TÜRKİYE Tekel Bayileri Platformu Başkanı Özgür Aybaş ise “Sahte değil ‘bandrolsüz’ içki” vurgusu yapıyor ve temel sıkıntının, Özel Tüketim Vergisi’nin yüksekliği (ÖTV) ve vatandaşın bilinçsizliğinden kaynaklandığını söylüyor: “Son 10 yılda içkiye yüzde 1000’in üzerinde zam geldi. Vergi yükü ağır. Bir düzenleme yapılırsa bu sorun çok hafifler. Avrupa’daki vatandaş sahte içki alıyor mu? Almıyor. Çünkü buna ihtiyacı yok. Tekel bayisine gelip- inan kaç kez yaşadım- ‘Abi var mı bandrolsüz?’ diye soruyor, talep ediyor insanlar. Ancak hiçbir Tekel bayi merdiven altı dediğimiz kaçak içkileri satmaz. Çünkü sahte içkileri imal eden, piyasaya sürenlerin yanı sıra satan kişilere de dönük ağır cezalar var. ‘Olası kastla ölümden’ 25 yıla kadar hapisle dava açılıyor. Birden çok kişi ölürse, her ölüm için 25 yıl hapis talep edilebiliyor. Niye böyle bir şey yapsın bayi? Eğer yapıyorsa da ihbar edin. Biz platform olarak bize gelen her ihbarı, mekân/ yer fark etmeksizin, polisle paylaşıyoruz. Daha dün Sarıyer’de bir adam, kız arkadaşı çok içti, hastanelik olduğu diye bayi bastı, sahibine sopayla saldırdı. Vatandaş gerçekten bilinçsiz.”
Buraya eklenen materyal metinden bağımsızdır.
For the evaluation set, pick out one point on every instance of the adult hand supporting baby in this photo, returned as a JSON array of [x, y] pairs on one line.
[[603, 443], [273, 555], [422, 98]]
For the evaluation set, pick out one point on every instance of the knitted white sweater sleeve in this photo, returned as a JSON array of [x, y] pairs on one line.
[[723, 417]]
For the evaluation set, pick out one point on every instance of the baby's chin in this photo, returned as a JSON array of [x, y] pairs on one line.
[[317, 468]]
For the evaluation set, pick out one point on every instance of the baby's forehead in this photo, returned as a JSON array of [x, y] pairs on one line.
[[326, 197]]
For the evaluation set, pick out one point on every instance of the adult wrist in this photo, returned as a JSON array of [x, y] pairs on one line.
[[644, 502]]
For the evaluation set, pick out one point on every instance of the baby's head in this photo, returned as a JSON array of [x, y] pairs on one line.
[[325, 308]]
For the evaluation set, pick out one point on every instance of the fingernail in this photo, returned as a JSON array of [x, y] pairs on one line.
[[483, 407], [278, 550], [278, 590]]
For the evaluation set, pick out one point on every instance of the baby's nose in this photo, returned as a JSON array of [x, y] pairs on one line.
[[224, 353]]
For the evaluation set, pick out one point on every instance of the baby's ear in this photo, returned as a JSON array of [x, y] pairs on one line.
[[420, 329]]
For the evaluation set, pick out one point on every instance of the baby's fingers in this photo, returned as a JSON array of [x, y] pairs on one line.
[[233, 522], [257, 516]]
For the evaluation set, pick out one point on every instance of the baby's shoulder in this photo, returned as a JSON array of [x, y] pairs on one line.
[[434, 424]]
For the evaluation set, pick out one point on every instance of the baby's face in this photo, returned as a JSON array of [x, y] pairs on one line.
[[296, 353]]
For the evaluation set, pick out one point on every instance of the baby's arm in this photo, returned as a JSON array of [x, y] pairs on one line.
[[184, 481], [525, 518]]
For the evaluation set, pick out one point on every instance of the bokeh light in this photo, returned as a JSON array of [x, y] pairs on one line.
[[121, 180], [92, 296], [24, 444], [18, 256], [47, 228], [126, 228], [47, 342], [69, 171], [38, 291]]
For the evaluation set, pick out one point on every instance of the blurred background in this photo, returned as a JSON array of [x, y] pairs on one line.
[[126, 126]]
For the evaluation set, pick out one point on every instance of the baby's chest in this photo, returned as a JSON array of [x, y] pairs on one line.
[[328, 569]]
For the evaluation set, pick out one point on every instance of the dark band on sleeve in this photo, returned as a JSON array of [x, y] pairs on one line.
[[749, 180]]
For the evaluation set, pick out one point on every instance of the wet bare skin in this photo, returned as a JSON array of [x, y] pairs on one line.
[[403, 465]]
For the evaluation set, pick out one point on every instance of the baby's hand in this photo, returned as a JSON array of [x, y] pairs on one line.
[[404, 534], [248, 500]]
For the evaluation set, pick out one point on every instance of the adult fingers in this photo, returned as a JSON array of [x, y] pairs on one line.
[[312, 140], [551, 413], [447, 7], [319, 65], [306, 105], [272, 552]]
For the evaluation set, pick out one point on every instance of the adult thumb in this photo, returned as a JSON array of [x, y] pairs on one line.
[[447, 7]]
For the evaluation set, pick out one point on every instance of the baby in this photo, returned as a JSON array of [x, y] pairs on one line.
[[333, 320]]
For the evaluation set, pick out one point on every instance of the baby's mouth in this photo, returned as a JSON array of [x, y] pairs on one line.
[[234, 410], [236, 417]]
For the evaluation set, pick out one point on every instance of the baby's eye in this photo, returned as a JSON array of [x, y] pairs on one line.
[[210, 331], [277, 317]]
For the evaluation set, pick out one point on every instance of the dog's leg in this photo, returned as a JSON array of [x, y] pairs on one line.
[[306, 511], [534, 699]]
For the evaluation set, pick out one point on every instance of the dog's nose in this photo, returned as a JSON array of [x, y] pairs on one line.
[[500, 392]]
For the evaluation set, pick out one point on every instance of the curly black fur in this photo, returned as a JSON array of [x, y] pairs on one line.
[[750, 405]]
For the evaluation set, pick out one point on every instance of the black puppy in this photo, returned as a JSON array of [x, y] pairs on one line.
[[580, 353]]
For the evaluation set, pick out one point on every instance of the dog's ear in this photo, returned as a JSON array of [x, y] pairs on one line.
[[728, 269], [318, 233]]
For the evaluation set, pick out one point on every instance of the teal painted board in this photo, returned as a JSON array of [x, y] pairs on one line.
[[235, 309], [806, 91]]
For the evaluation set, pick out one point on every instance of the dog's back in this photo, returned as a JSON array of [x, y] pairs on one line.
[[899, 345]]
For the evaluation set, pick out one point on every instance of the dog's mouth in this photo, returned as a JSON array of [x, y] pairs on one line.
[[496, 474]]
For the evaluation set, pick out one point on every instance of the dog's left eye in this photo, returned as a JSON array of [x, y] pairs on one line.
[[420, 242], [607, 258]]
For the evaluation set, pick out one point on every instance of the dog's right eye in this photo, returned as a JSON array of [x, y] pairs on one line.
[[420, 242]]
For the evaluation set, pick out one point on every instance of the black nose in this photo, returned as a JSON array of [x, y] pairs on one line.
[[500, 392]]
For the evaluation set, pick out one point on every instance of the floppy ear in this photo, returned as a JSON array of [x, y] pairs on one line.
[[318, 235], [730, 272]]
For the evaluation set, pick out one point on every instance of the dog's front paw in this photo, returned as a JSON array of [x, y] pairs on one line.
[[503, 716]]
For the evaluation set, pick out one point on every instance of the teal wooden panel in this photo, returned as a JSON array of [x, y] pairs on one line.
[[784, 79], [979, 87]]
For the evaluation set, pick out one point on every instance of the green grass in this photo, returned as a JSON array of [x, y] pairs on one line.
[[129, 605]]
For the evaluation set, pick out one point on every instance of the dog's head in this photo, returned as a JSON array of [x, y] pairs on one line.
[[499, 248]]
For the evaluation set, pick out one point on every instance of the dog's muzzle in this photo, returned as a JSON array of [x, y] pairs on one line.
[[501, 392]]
SAHTESİNİ NASIL ANLAYACAĞIZ
Yanıtı net: “En çok, popüler ürünlerin sahtesi yapılır. Piyasadaki en popüler ürün/ markayı değil de ara ürünleri tercih etmekte fayda var. Ayrıca çok güvendiğiniz yerlerden alışveriş yapacak, dışarı çıktıysanız da güvendiğiniz mekanlara gideceksiniz. Ürünün bandrolünü de muhakkak kontrol edin. Bandrol konusunda da uyarayım. Şişe de hatta bandrol de orijinal olabiliyor zaman zaman. İthalatçı firma iflas ediyor diyelim, iade etmek yerine elindeki bandrolü ya satıyor ya da birileri ele geçiriyor. Bunu da gördük! Sana attığım şişenin bandrolünde viski/ rom yazıyor ama şişenin içinde başka içki var. Bu sebeple çok dikkatli olunmalı ve denetimler sıklaştırılmalı.”